This repository contains codes for training Chinese news classification models and the User interface which allows users to input Chinese texts(news) and predict a label.
First, create an environment and install packages using environment.yml with anaconda.
Download environment.yml, and create a new environment.
In the command line, type:
conda env create --name your_envname -f environment.yml
For example,
conda env create --name nlptask -f /Users/downloads/environment.yml
Then, conda activate your_envname (in the example, conda activate nlptask)
Please go to this dataset repository and download the Chinanews dataset. Chinanews dataset has 7 categories: 'mainland China politics', 'Taiwan - Hong Kong- Macau politics', 'International news','financial news','culture','entertainment','sports'.
Both training dataset and testing dataset are required. Rename the training dataset file to 'Chinanews_train.csv',
and the test dataset file to 'Chinanews_test.csv'.
Download Fasttext's Pre-trianed Chinese vector model at fasttext.
In the Models section, find 'Chinese' select 'bin' format file.
Download the file to a folder and unzip it.
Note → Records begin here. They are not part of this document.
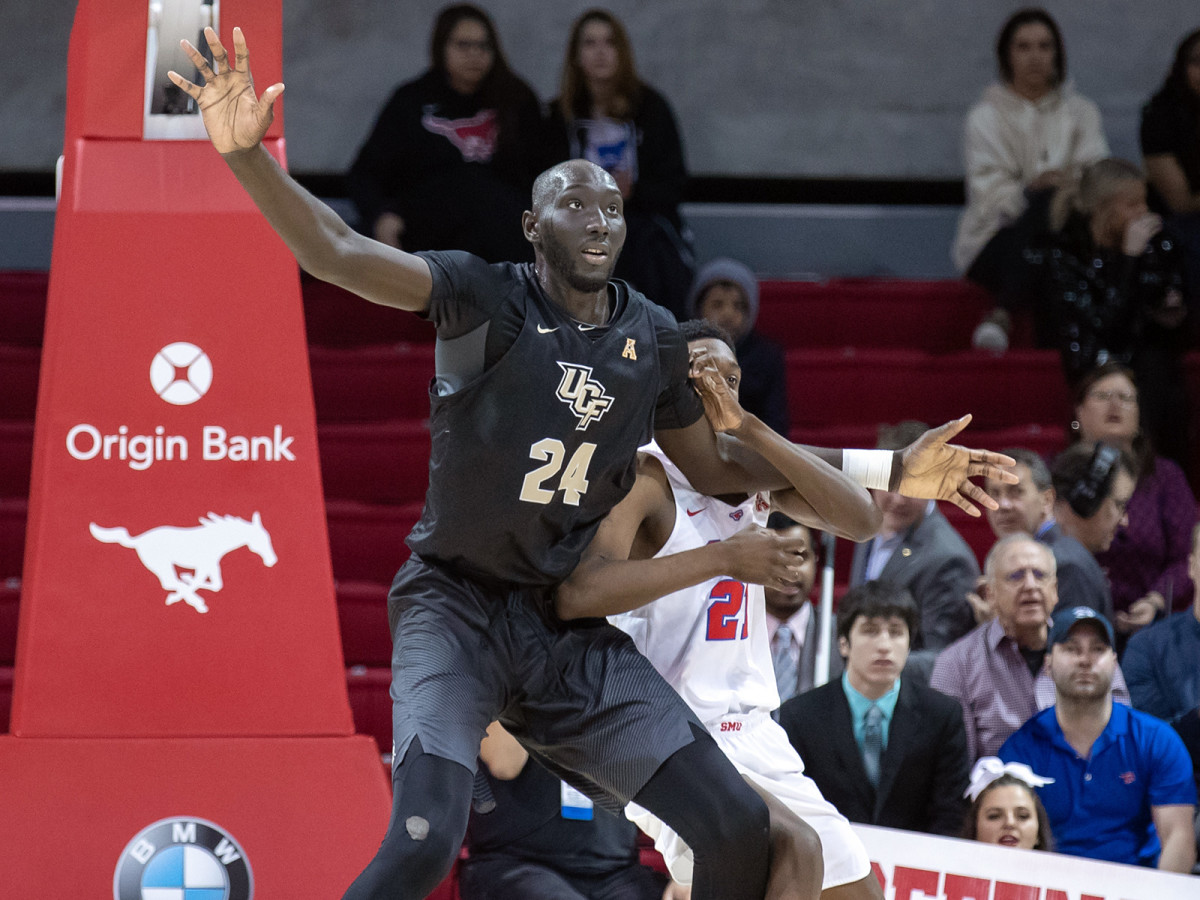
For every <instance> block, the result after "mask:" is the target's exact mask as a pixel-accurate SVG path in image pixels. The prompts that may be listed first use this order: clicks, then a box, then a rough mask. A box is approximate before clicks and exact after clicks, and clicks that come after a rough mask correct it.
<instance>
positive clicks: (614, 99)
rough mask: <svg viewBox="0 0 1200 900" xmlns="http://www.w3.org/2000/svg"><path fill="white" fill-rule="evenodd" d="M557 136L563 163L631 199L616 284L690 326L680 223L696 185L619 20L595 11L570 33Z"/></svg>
mask: <svg viewBox="0 0 1200 900" xmlns="http://www.w3.org/2000/svg"><path fill="white" fill-rule="evenodd" d="M550 127H551V142H552V145H553V146H554V148H556V152H554V154H553V156H554V157H556V158H557V160H568V158H576V157H583V158H584V160H590V161H592V162H594V163H596V164H598V166H600V167H602V168H604V169H606V170H607V172H608V173H610V174H611V175H612V176H613V178H614V179H616V180H617V186H618V187H619V188H620V193H622V196H623V197H624V198H625V224H626V227H628V233H626V238H625V248H624V250H623V251H622V254H620V259H618V262H617V269H616V276H617V277H618V278H624V280H625V281H628V282H630V283H631V284H632V286H634V287H636V288H637V289H638V290H641V292H642V293H643V294H646V295H647V296H648V298H650V300H654V301H655V302H658V304H661V305H662V306H666V307H667V308H668V310H671V312H673V313H674V314H676V317H678V318H683V306H684V298H685V296H686V295H688V286H689V284H690V283H691V276H692V253H691V246H690V242H689V240H688V238H686V235H688V233H686V230H685V228H684V223H683V218H682V216H680V215H679V202H680V200H682V199H683V188H684V185H685V184H686V181H688V169H686V167H685V164H684V156H683V140H682V139H680V137H679V127H678V125H677V124H676V118H674V113H672V112H671V107H670V104H668V103H667V101H666V98H665V97H664V96H662V95H661V94H659V92H658V91H656V90H654V89H653V88H650V85H648V84H646V83H644V82H643V80H641V79H640V78H638V77H637V68H636V67H635V65H634V48H632V44H631V43H630V41H629V35H628V34H626V32H625V26H624V25H622V23H620V20H619V19H618V18H617V17H616V16H613V14H612V13H611V12H608V11H606V10H596V8H593V10H588V11H586V12H584V13H583V14H582V16H580V17H578V18H577V19H576V20H575V24H574V25H572V26H571V36H570V40H569V41H568V44H566V58H565V60H564V61H563V74H562V85H560V92H559V96H558V97H557V98H556V100H554V101H553V102H552V104H551V110H550Z"/></svg>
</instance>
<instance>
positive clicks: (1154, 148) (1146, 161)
mask: <svg viewBox="0 0 1200 900" xmlns="http://www.w3.org/2000/svg"><path fill="white" fill-rule="evenodd" d="M1141 155H1142V158H1144V160H1145V162H1146V178H1147V180H1148V181H1150V186H1151V188H1152V192H1153V194H1154V196H1153V198H1152V203H1153V204H1154V205H1156V206H1157V208H1158V211H1160V212H1163V214H1164V215H1165V216H1166V217H1168V221H1169V222H1170V224H1171V227H1172V230H1174V232H1175V233H1176V234H1178V236H1180V239H1181V241H1182V242H1183V245H1184V259H1186V260H1187V271H1188V289H1189V292H1190V294H1192V296H1193V298H1196V296H1198V295H1200V29H1198V30H1196V31H1193V32H1192V34H1190V35H1188V36H1187V37H1184V38H1183V40H1182V41H1181V42H1180V46H1178V47H1177V48H1176V50H1175V61H1174V62H1172V64H1171V71H1170V72H1168V74H1166V80H1164V82H1163V86H1162V88H1159V89H1158V92H1157V94H1154V96H1153V97H1151V98H1150V102H1148V103H1146V106H1145V107H1142V110H1141Z"/></svg>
Now you can find a 'cc.zh.300.bin' file in the folder.
(1)Training LR, SVM and NB classifier With Fasttext's pre-trained word vectors
The model will be saved as output.
| code | expected output(saved model) |
|---|---|
| LR_pretrained_segmented.py | LR_pretrained_segmented_model.sav |
| svm_pretrained_segmented.py | svm_pretrained_segmented_model.sav |
| NB_pretrained_segmented.py | nb_pretrained_segmented_model.sav |
(2)Train a word vector model using the Chinanews Dataset
Run Chinese2vec.py, this step will generate a model called 'Chinanews_word2vec.model'.
(3)Training LR, SVM and NB classifier uisng the 'Chinanews_word2vec.model'
| code | expected output(saved model) |
|---|---|
| LR_word2vec_segmented.py | LR_word2vec_segmented_model.sav |
| svm_word2vec_segmented.py | svm_word2vec_segmented_model.sav |
| NB_word2vec_segmented.py | nb_word2vec_segmented_model.sav |
Check out the video showing how the UI works here!
Before using the 'GUI.py' code,
you can either run the LR_pretrained_segmented.py, svm_pretrained_segmented.py and save your classification model,
Or you can go to our pre-trained classification model, download 'LR_pretrained_segmented_model.sav' and 'svm_pretrained_segmented_model.sav'.
The pre-trained classification models are trained on 56000 pieces of Chinese news, each category 8000 piece.